LAURA DEMETRIS of the European Union said the bloc welcomes efforts to promote a culture of transparency and accountability within the United Nations, including by ensuring that the Organization is a safe place in which to work. To that extent, the European Union welcomes ongoing efforts to fully investigate alleged wrongdoing under Article 101 of the United Nations Charter, as well as efforts by the Ethics Office to mitigate potential conflicts of interest and protect whistle-blowers, she said, noting that such actions complement efforts to streamline the staff regulations and simplify human resources policies and procedures to ensure that they are well understood and respected. Welcoming the Secretary-General’s vision for human resource management, she said the European Union plans to comment on placement issues in the context of management reform.

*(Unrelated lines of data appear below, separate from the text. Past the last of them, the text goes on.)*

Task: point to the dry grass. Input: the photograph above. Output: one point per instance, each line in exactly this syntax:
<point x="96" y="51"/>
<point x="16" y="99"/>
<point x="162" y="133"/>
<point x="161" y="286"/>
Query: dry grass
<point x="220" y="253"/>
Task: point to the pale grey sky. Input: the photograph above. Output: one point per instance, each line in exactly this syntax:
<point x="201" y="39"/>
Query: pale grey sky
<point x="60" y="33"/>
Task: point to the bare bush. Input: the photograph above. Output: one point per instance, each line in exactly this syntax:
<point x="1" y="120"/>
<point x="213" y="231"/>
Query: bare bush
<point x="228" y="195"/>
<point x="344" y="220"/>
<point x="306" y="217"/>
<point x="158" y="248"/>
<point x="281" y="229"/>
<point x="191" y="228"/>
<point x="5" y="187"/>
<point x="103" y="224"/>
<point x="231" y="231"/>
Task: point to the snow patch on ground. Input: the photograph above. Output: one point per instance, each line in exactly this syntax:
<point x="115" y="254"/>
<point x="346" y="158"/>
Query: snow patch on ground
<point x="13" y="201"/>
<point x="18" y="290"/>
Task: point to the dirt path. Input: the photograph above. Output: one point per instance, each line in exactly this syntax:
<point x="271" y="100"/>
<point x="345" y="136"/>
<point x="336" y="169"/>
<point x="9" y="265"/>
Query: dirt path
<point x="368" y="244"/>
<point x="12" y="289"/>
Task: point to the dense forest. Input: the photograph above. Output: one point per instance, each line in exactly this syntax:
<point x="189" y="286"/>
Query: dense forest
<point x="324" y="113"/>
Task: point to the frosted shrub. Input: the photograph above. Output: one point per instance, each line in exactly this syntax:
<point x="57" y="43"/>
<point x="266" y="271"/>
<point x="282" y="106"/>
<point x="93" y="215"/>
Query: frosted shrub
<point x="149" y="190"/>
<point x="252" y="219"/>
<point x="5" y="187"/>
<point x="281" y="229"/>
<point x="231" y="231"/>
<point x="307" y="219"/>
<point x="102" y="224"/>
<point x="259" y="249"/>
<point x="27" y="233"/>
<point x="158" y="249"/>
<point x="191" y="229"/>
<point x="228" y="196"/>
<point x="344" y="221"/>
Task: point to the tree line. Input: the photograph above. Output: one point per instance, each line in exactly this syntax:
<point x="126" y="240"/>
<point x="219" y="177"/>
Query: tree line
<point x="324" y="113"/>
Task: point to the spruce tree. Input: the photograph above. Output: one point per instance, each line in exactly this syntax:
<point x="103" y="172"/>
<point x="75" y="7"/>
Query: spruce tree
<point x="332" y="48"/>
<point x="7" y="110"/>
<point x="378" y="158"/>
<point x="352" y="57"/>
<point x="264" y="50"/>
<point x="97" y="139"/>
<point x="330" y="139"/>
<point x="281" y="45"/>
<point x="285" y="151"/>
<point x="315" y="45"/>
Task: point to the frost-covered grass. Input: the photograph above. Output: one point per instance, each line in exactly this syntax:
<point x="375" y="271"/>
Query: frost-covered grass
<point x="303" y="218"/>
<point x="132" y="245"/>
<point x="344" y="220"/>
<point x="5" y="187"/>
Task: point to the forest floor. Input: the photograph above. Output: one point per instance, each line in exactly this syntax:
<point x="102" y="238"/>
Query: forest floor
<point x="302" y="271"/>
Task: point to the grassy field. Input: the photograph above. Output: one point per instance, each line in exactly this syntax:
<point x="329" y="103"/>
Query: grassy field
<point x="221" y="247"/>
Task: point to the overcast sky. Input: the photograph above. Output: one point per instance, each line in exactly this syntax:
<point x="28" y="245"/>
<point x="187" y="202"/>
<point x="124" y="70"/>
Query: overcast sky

BRIAN CONROY (United States) said the Ethics Office serves as a cornerstone for accountability on the part of the United Nations and underpins the Organization’s reform agenda by seeking to foster a culture of integrity and ethical standards. Describing its annual report as a testament to its hard work, the dedication of its staff and the vital nature of its services, he said that includes the successful pre-appointment reviews of senior United Nations officials and the financial disclosure programme. The United States commends the Secretary General’s leadership in strengthening protections from retaliation for people reporting wrongdoing, he said, noting that, in addition to carrying out an updated policy on whistle-blower protection, the actions of the Secretary-General and the efforts of the Ethics Office will help to shape an organizational culture in which all United Nations staff around the world are comfortable in reporting misconduct without fear of reprisals. Member States and the United Nations leadership must take every measure to ensure this transformation, he emphasized. The United States also supports efforts to increase the independence of the Ethics Office as a way to strengthen accountability and performance in the United Nations, he said, adding that his delegation will explore options to that end.